Statin Therapy in Non-ischemic Cardiomyopathy: evidence from a Population Based Cohort and Mendelian Randomization Analysis

doi:10.21203/rs.3.rs-4270769/v1

Aims Statin therapy is widely used for atherosclerotic cardiovascular disease. However, evidence of benefits in patients with non-ischemic cardiomyopathy (NICM) remains controversial. Thus, this study aimed to examine the association between statin use and mortality risk in NICM patients and investigate the causal role of statin therapy on NICM.

Methods and Results We included NICM patients from a heart failure (HF) surveillance cohort abstracted from ARIC study. Kaplan-Meier estimates and logistic regression analysis were used to investigate the associated risk. In mendelian randomization (MR) analysis, summary-level GWAS data for statins SNPs were obtained through UK Biobank while data for NICM were obtained from FinnGen GWAS. Five MR methods were used to investigate the potential causality between statin therapy and NICM. 372 NICM patients were included in the population-based cohort, with 44% (164/372) reported as statin users. Overall, the 28-day and 1-year mortality rate were 5.11% (19/372) and 27.96% (104/372), respectively. In logistic regression analysis, statin use was associated with lower risk of 28-day (Odds Ratio [OR] 0.14, P=0.009) and 1-year mortality (OR 0.81, P=0.37) in the non-adjusted models. In MR analysis, estimates were concordant and similar in size in all MR methods, supporting a protective effect of statin use against NICM. The Cochran’s Q test suggested no evidence of heterogeneity in the instrumental variables while MR-Egger test showed no sign of directional pleiotropy.

ConclusionThis study provides evidence of a beneficial effect of statin use on NICM. This could have significant implications for current HF management in NICM patients.

Non-ischemic cardiomyopathy

heart failure

statin

Mendelian Randomization

Non-ischemic cardiomyopathies (NICM) include a heterogeneous group of myocardium diseases free of ischemic causes and usually manifest as ventricular dilatation and systolic dysfunction (1, 2). The major cause of death in NICM patients were progressive heart failure (HF) and sudden cardiac death (SCD) secondary to ventricular arrhythmias. Thus, except for targeting the specific causes, optimal managements for HF and arrhythmias are fundermental to mortality risk reduction in this group of patients.

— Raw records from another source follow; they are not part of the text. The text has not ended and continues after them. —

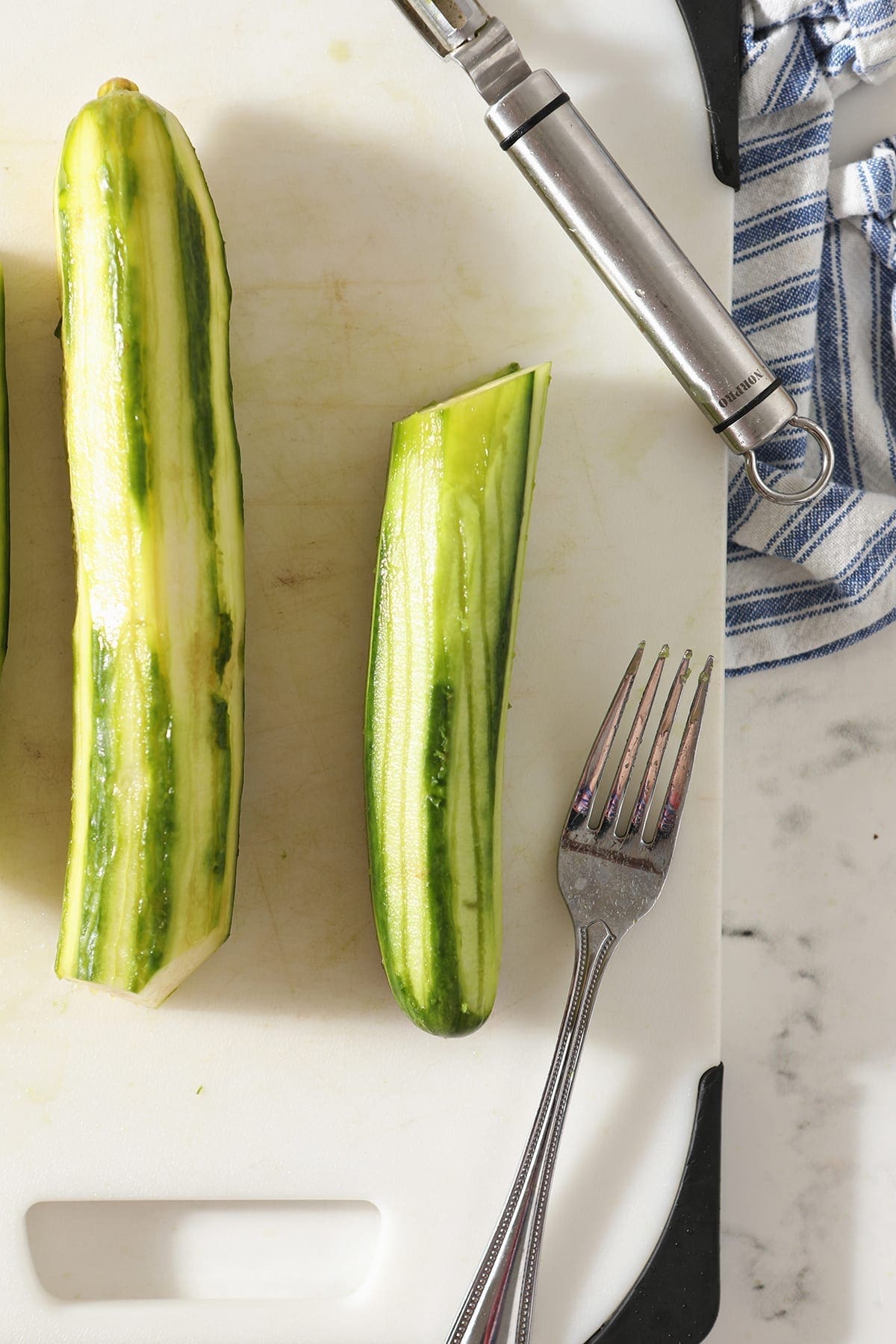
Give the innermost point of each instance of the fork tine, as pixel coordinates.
(659, 749)
(585, 792)
(677, 791)
(633, 745)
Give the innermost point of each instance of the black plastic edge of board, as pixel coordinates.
(676, 1298)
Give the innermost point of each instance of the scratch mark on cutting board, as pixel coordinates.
(277, 936)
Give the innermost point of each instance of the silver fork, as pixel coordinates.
(610, 875)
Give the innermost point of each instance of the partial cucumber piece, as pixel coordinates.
(448, 591)
(158, 508)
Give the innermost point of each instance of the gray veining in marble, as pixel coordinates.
(809, 1030)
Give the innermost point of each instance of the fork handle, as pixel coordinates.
(499, 1305)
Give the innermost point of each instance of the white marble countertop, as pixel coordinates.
(809, 1011)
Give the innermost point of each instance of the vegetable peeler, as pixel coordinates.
(536, 124)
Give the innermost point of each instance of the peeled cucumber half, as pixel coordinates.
(447, 597)
(158, 511)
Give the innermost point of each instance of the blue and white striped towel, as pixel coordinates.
(813, 281)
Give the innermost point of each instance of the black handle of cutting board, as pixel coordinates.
(715, 37)
(676, 1300)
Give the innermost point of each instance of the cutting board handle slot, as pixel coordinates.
(100, 1250)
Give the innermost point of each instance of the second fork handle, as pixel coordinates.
(499, 1305)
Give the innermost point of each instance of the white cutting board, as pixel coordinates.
(382, 253)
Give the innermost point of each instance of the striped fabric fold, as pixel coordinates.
(815, 277)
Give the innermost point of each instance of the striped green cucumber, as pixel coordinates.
(448, 588)
(156, 495)
(4, 482)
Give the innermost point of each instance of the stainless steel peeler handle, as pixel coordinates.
(541, 129)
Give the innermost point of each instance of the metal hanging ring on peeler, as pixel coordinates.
(536, 125)
(810, 492)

Angiotensin converting enzyme inhibitors (ACEI), beta-blockers and mineralocorticoid receptor antagonist (MRA) have been recommended as evidence-based therapies for HF (3). Although statin therapy has been reported to have survival benefits, current HF guidelines do not recommend its routine use unless comorbiding with other indications, such as established coronary artery disease or hypercholesterolemia (4).

The benefit of statin therapy in HF remained disputed. A 2014 meta-analysis involving 45,110 HF patients showed that statin use was associated with reductions in all-cause mortality and rehospitalization for HF (5). However, data from two large randomized trials (CORONA and GISSI-HF) suggested no benefit of statin use in HF patients (6, 7). Some studies even reported detrimental role for statin use when presenting with low cholesterol levels (8).

It is unclear whether the inconsistent findings were attributed to different etiologies of HF. For ischemic HF, the improvement in cholesterol profiles and regression of atherosclerosis are well-accepted mechanisms for improved outcomes (4). However, except for cholesterol lowering effect, statins would reduce the synthesis of coenzyme Q10 and selenoprotein, having a chance for cardiomyopathy deterioration (9, 10). Thus, the question of whether patients with NICM benefit from statin therapy remains to be answered.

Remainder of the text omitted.